The fact that we found a strong association between probable anxiety and fracture in men but not in women is surprising. The epidemiology of non-vertebral fractures in men is still poorly understood [32], so the extent to which risk factors are common to both sexes remains unclear [33]. Men are more likely than women to die after hip fracture [34], suggesting greater physical frailty at the time of fracture. It may be that differences in frailty between men and women in our study play some part in our findings. It is also possible that sex differences in behavioural responses to anxiety might play a part. Further studies of the role of anxiety in fracture risk in other populations of older men and women are needed to determine whether the sex difference found here is real. Given the small size of our sample, it could be a chance finding.

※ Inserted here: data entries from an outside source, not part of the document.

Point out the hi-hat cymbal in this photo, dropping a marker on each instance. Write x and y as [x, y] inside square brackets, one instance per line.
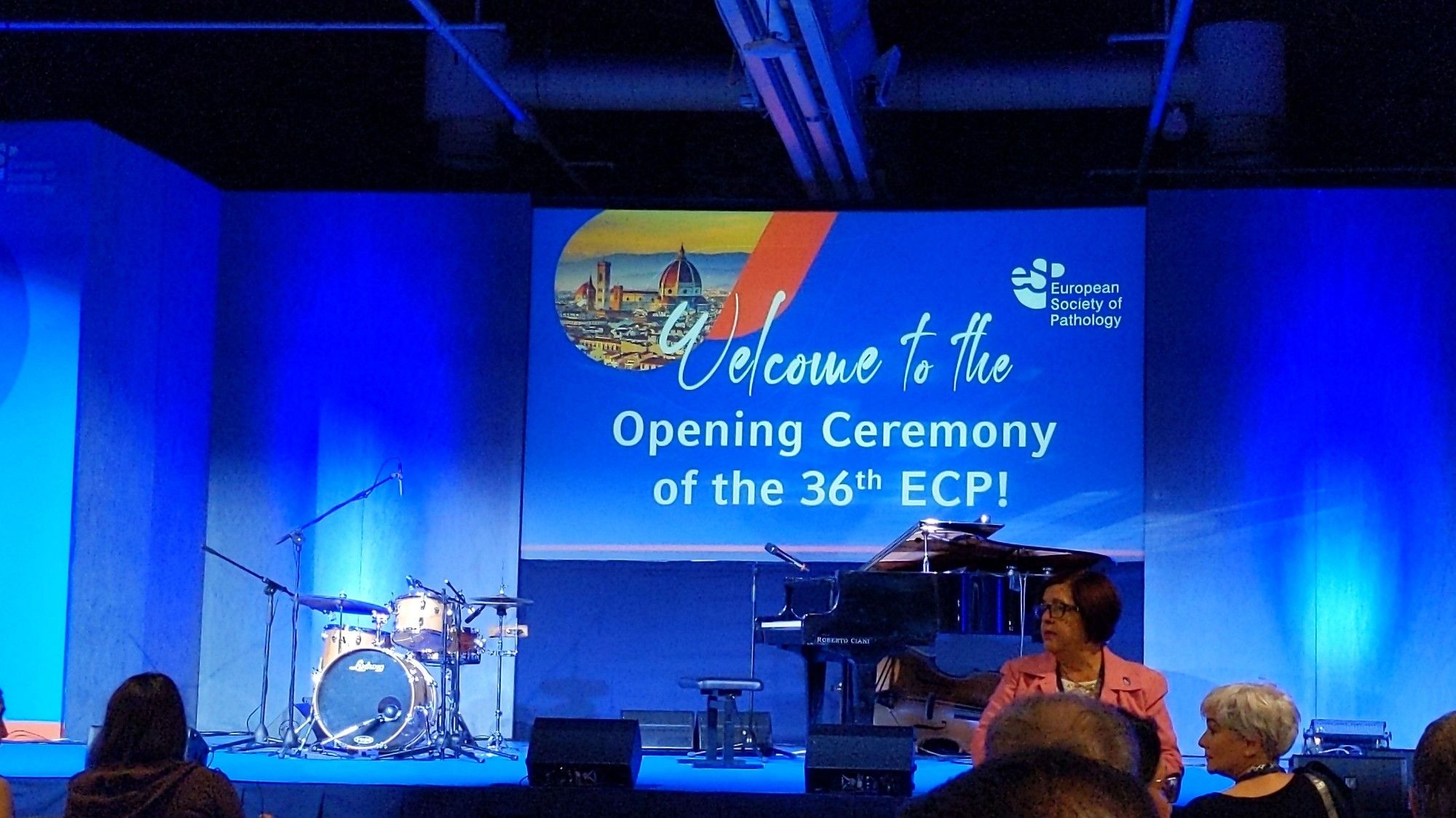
[500, 602]
[340, 605]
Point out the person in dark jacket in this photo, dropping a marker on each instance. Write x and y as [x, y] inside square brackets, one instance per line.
[138, 766]
[1250, 727]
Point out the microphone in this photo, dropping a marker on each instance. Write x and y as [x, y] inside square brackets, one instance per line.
[456, 592]
[786, 557]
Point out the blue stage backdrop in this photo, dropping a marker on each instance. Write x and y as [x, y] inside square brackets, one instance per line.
[106, 372]
[357, 333]
[1301, 461]
[703, 384]
[44, 228]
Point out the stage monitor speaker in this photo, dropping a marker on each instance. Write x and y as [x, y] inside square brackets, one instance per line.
[860, 759]
[665, 730]
[585, 753]
[1378, 781]
[761, 739]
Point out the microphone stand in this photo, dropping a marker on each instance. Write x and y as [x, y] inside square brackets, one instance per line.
[260, 740]
[290, 734]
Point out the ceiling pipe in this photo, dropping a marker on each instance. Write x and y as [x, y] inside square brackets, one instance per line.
[1177, 30]
[525, 123]
[1055, 84]
[222, 27]
[838, 90]
[745, 28]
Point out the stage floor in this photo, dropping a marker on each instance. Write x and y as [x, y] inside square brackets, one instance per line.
[362, 788]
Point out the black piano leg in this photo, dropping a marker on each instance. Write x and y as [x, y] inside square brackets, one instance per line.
[860, 694]
[816, 692]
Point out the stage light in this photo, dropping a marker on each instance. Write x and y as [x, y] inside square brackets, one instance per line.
[1346, 736]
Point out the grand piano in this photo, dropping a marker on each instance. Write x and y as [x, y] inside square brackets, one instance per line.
[935, 579]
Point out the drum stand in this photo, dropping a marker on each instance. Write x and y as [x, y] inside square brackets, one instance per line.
[452, 736]
[497, 740]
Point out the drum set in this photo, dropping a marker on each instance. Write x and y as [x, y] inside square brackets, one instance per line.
[391, 688]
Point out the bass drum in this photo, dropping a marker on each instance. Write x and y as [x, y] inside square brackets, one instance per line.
[375, 701]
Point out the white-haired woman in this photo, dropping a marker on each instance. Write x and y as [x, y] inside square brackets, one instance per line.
[1250, 727]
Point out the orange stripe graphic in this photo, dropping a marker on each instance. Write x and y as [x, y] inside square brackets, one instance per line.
[780, 261]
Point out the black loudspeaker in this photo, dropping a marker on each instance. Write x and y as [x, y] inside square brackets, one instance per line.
[585, 753]
[665, 730]
[1380, 781]
[860, 759]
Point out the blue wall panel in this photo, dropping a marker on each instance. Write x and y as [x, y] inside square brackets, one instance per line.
[44, 228]
[1301, 382]
[355, 331]
[143, 411]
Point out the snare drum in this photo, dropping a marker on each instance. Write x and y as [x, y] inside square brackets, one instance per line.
[343, 638]
[420, 621]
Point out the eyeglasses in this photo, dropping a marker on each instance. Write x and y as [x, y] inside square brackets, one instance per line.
[1056, 611]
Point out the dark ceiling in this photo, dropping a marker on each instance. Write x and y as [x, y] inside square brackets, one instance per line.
[1371, 88]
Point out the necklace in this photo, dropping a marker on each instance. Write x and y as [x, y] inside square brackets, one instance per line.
[1259, 771]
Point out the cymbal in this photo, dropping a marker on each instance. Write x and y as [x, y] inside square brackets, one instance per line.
[500, 602]
[340, 605]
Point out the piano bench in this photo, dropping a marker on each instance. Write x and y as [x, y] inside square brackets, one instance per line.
[721, 686]
[721, 728]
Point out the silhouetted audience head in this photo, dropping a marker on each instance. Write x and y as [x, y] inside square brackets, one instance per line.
[1037, 784]
[1433, 793]
[1065, 721]
[145, 724]
[1262, 718]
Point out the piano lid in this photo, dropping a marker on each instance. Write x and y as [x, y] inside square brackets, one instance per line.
[968, 547]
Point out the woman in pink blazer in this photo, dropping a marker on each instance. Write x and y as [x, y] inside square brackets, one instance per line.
[1078, 615]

Our study has a number of limitations. Firstly, the fractures were self-reported and have not been validated. Self-reports are subject to errors of recall. However, in a large study that assessed the validity of self-reported non-spine fracture using medical records, in men and women aged over 60 only 8 % of self-reported fractures proved to be false-positives and an even smaller proportion turned out to be false-negatives [35]. Secondly, our sample size is small. At the baseline survey, only a small number of participants had symptoms suggestive of probable depression so we unable to examine whether these were linked with subsequent risk of fracture. Furthermore, numbers with fracture during the follow-up period were small, particularly amongst men. This resulted in wide confidence intervals around some of our estimates of the relation between anxiety levels and fracture risk and made it impossible for us to establish with certainty whether susceptibility to falls or osteoporosis was the main underlying mechanism. Thirdly, we had no information on the date of fractures so we were unable to draw any inferences on the timing of fracture. Finally, our study is based on older people with an average age of 66 years; whether our findings apply to younger populations is uncertain.

In summary, we have shown that older men, but not women, with probable anxiety have a greater than four-fold risk of experiencing a fracture that was not explained by use of anxiolytic or sedative drugs. The reasons for this link are unclear, but it seems likely that falls and perhaps the neuromuscular ability to protect against falls [36] play a major part. Future research will need to replicate this finding in other populations of older men and women and establish the underlying mechanisms.